Sementara, aku membacakan surah ke-36 dalam Alquran itu. “Yaa Siin. Walqur ‘aanil hakiim. Innaka laminal mursaliin. ‘Alaa shiraatim mustaqiim. Tanziilal azizirrahiim ….”
Aku berhenti sejenak. Kutatap wajah Kuntum. Ia tampak tersenyum bahagia. Aku melanjutkan, “Litundzira qaumam maaundzira abaauhum fahum ghafiluun.”
Berkali-kali aku berhenti sejenak untuk menatap wajah Kuntum. Wajahnya begitu tenang seperti orang yang sedang tidur.

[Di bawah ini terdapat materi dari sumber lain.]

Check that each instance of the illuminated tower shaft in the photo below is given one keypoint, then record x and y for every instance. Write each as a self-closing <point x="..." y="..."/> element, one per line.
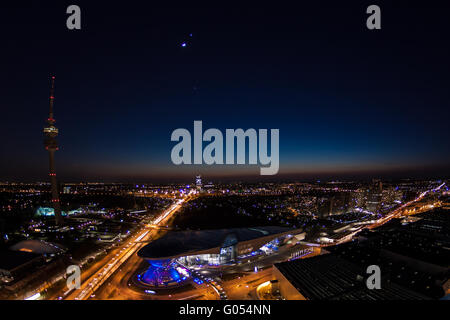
<point x="51" y="145"/>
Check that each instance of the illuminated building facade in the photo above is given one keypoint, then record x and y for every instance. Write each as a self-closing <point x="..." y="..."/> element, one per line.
<point x="178" y="251"/>
<point x="51" y="145"/>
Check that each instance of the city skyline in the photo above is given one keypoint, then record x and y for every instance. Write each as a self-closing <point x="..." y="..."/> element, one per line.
<point x="349" y="103"/>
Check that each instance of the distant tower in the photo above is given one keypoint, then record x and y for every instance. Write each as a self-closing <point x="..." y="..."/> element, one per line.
<point x="198" y="182"/>
<point x="51" y="145"/>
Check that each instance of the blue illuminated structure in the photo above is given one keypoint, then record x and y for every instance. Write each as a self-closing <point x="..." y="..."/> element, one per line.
<point x="163" y="273"/>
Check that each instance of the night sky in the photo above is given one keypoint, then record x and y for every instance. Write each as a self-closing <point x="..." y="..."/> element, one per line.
<point x="348" y="101"/>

Ketika aku sampai pada ayat, Alyauma nakhtimu ‘alaa afwaahihim watukallimunaa aidiihim wa tasyhadu arjulujum bimaa kaanu yaksibun (ayat 65), genggaman tangannya melemah. Wajahnya kian bercahaya, senyumnya makin mengembang di bibirnya dan lamat-lamat kudengar kalimat terakhir meluncur dari bibirnya, “Lailaha illallah, Muhammadur Rasulullah.”
***
Pukul 06.00. Langit Makkah masih temaram. Hanya semburat jingga menyembul di sebelah timur.
Aku keluar dari Masjidil Haram seusai qiyamullail, subuh berjamaah, dan tadarus Alquran. Demi mengejar saf pertama, barisan di belakang Imam Misyari Rasyid, tadi malam aku datang ke Masjidil Haram pukul 02.00.
Sepanjang jalan, aku terus mengulang-ulang bacaan surah Yasin. Setiap kali kubaca satu ayat, aku seperti merasakan Kuntum mengiringi bacaanku.
Aku selalu terngiang-ngiang ucapannya, “Surah Yasin mengajarkan kita tentang kehidupan dan kematian. Dan, pada akhirnya manusia akan sampai pada suatu hari ketika mulut dikunci, hanya tangan yang berbicara, dan kaki menjadi saksi atas segala yang kita perbuat selama hidup di dunia.”
Tanpa terasa, langkah kakiku membawaku ke Terminal Syib Amir, sekitar 200 meter dari Masjid al-Haram. Di sinilah setiap pagi ratusan bahkan ribuan merpati berkumpul dan beterbangan. Namun, pagi ini tempat itu sepi. Kemana gerangan merpati-merpati Makkah itu?
Tanpa sengaja, mataku menatap ke atas, ke arah kabel-kabel listrik yang menjuntai memanjang sepanjang jalan. Kulihat sepasang merpati hinggap di sana. Namun, tiba-tiba keduanya terbang menjauh hingga membentuk bayangan kecil dan akhirnya hilang sama sekali. Seperti nasib cintaku yang kandas di Kota Suci ini.